I can not help but think: this is divide & conquer (in the sense of Mergesort), plain and simple! So, is there (conceptual) novelty in MapReduce somewhere, or is it just a new implementation of old ideas useful in certain scenarios?
- US Patent 7,650,331: “System and method for efficient large-scale data processing “ (2010)
- Google’s MapReduce programming model — Revisited by R. Lämmel (2007)
Asked By : Raphael
Best Answer from StackOverflow
Question Source : http://cs.stackexchange.com/questions/3019
Answered By : Mike Samuel
I can not help but think: this is divide & conquer, plain and simple!
M/R is not divide & conquer. It does not involve the repeated application of an algorithm to a smaller subset of the previous input. It’s a pipeline (a function specified as a composition of simpler functions) where pipeline stages are alternating map and reduce operations.
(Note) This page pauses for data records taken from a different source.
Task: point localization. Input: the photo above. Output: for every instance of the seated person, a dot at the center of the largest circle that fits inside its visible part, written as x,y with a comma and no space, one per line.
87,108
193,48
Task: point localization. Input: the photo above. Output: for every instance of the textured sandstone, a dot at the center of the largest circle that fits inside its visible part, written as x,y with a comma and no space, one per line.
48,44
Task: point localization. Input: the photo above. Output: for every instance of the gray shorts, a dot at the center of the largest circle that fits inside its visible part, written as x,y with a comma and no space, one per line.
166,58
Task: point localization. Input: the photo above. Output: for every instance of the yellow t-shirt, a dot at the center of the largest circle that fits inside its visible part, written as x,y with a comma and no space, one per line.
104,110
Different stages can perform different operations.
So, is there (conceptual) novelty in MapReduce somewhere, or is it just a new implementation of old ideas useful in certain scenarios?
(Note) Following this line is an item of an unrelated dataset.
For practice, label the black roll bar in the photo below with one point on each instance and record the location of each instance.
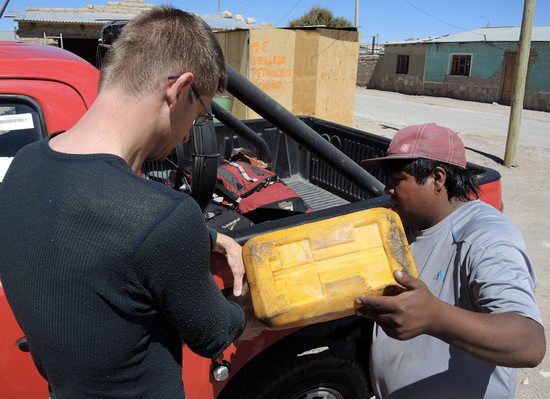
(275, 113)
MapReduce does not break new ground in the theory of computation — it does not show a new way of decomposing a problem into simpler operations. It does show that particular simpler operations are practical for a particular class of problem. The MapReduce paper’s contribution was
- evaluating a pipeline of two well understood orthogonal operators that can be distributed efficiently and fault-tolerantly on a particular problem: creating a text index of large corpus
- benchmarking map-reduce on that problem to show how much data is transferred between nodes and how latency differences in stages affect overall latency
- showing how to make the system fault tolerant so machine failures during computation can be compensated for automatically
- identifying specific useful implementation choices and optimizations
Some of the critiques fall into these classes:
- “Map/reduce does not break new ground in theory of computation.” True. The original paper’s contribution was that these well-understood operators with a specific set of optimizations had been successfully used to solve real problems more easily and fault-tolerantly than one-off solutions.
- “This distributed computation doesn’t easily decompose into map & reduce operations”. Fair enough, but many do.
- “A pipeline of n map/reduce stages require latency proportional to the number of reduce steps of the pipeline before any results are produced.” Probably true. The reduce operator does have to receive all its input before it can produce a complete output.
- “Map/reduce is overkill for this use-case.” Maybe. When engineers find a shiny new hammer, they tend to go looking for anything that looks like a nail. That doesn’t mean that the hammer isn’t a well-made tool for a certain niche.
- “Map/reduce is a poor replacement for a relational DB.” True. If a relational DB scales to your data-set then wonderful for you — you have options.